Moral Invalids.—In the second place, when we have really ascertained who among criminals and the habitually vicious, and who among the recipients of "material relief" who are constantly returning for more aid, and who among the unmarried mothers, and who among the dependent children are really feeble-minded or morally imbecile, we must segregate these as fast as we are able to supply the right artificial environment for their weakness and treat them as incurable moral and mental invalids. We must cease to deal with such as with responsible human beings, who might do better if only they would. The "indeterminate sentence" is a step toward such treatment, but it is often rendered wholly futile by being mixed with "reward of shortening term for good behavior in prison." Good behavior inside prison walls gives no proof of ability to take good care of one's self outside those walls; it may be only a proof that the moral weakling has to have an external conscience and a strict watch in order to be amenable to even simple rules. The parole system is also liable to great misunderstanding and serious social dangers when it is used without the most scientific knowledge of the mental power of the man or woman concerned, and without utmost care in selection of work-place and living conditions of the paroled prisoner. The essential thing in all social effort to do justice to the wayward is to find out about them and manage for them the essentials of environmental influence. If, as many think, after careful study of large groups of wayward and criminal, more than half, almost two-thirds of those who come before the law for punishment are of less mental capacity than normal children of twelve years of age, then we must take social care of them as we would undertake to do if they were really under twelve. And the parents of prodigal sons and daughters must help with all the might of their parental affection in inspiring and supporting a public opinion to that end.

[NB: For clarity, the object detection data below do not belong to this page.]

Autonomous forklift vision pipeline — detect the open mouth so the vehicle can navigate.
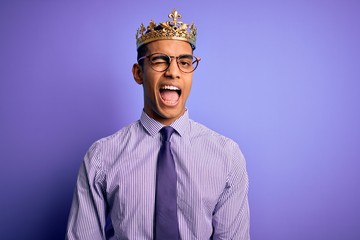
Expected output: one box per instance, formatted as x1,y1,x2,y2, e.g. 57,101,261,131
160,85,181,105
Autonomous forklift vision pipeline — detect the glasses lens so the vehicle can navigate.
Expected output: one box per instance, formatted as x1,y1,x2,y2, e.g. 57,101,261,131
178,54,198,73
149,53,170,72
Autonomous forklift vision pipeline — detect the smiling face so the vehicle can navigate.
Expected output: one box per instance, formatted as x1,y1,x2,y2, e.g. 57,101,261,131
132,40,193,125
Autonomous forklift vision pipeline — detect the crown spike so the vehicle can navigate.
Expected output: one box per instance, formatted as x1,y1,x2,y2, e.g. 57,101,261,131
136,8,197,49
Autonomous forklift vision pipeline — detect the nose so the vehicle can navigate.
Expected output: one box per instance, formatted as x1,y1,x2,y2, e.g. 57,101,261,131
165,57,181,78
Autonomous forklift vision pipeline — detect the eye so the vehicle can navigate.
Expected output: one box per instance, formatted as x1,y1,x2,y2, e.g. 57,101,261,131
178,55,193,68
150,55,169,65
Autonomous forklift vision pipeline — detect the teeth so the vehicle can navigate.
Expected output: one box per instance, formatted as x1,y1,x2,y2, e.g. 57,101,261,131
161,86,180,91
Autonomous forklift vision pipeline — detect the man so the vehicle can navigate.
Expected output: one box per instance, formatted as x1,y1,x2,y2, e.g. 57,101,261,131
66,9,250,240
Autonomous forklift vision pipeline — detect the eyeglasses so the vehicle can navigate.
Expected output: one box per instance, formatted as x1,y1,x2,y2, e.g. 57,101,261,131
138,53,200,73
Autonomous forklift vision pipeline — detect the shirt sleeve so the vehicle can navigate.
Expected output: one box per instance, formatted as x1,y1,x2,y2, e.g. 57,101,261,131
65,144,106,240
212,143,250,240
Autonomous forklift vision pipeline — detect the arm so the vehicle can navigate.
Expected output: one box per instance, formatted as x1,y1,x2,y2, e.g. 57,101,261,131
212,144,250,240
65,145,106,240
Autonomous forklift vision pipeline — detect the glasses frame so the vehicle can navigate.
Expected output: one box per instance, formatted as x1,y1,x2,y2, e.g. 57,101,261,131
138,53,201,73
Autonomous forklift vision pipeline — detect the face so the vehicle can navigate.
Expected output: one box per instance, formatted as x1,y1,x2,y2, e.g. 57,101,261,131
132,40,193,125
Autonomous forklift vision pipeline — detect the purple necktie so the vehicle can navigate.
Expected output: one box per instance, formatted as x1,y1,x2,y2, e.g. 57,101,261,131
154,126,180,240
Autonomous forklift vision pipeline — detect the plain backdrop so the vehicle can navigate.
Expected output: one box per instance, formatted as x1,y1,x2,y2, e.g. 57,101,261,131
0,0,360,240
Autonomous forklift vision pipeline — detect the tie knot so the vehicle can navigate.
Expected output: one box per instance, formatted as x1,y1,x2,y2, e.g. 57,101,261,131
160,126,175,142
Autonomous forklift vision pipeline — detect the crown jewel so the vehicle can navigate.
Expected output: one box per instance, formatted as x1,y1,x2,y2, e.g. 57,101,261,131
136,9,196,49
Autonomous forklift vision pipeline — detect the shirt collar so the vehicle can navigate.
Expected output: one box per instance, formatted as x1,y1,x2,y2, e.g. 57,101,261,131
140,109,189,136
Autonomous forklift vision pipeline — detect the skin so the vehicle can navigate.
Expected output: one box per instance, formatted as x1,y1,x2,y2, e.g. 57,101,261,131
132,40,193,125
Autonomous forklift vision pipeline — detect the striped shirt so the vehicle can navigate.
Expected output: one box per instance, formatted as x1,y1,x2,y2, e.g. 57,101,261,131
66,111,250,240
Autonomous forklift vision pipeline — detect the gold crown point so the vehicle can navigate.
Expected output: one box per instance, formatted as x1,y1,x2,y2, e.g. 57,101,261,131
136,8,197,49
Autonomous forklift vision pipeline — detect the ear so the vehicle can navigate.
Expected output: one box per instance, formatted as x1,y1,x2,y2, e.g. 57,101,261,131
132,63,144,84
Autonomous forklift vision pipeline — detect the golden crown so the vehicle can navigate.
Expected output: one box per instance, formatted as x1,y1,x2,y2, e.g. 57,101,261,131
136,9,196,49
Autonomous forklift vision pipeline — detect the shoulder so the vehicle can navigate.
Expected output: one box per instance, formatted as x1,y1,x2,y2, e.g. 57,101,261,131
189,120,243,158
189,120,237,145
88,121,145,158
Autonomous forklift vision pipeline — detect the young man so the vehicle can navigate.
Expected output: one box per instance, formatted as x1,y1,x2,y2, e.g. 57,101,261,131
66,9,250,240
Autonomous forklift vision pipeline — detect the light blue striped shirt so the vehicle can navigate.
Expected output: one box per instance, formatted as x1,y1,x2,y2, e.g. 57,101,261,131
66,111,250,240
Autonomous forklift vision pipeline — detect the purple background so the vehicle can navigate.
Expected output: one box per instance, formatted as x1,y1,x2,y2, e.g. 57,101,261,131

Rehabilitation of the Competent.—In the third place, for the one-half to one-third of criminal and habitually vicious left after the mentally incompetent are given proper care, we must use all the rehabilitation methods that society has devised and be more ingenious than we have yet been in adding to them. When such methods as Thomas Mott Osborne used fail, they generally fail because they are applied to those whom we should put under perpetual care, those indicated above as incompetent to life's demands. To try and make over a nature too weak in fibre to have anything of will or determination to "stitch to" is to have a response only when under constant supervision, and inevitable backslidings follow as soon as self-control is called for.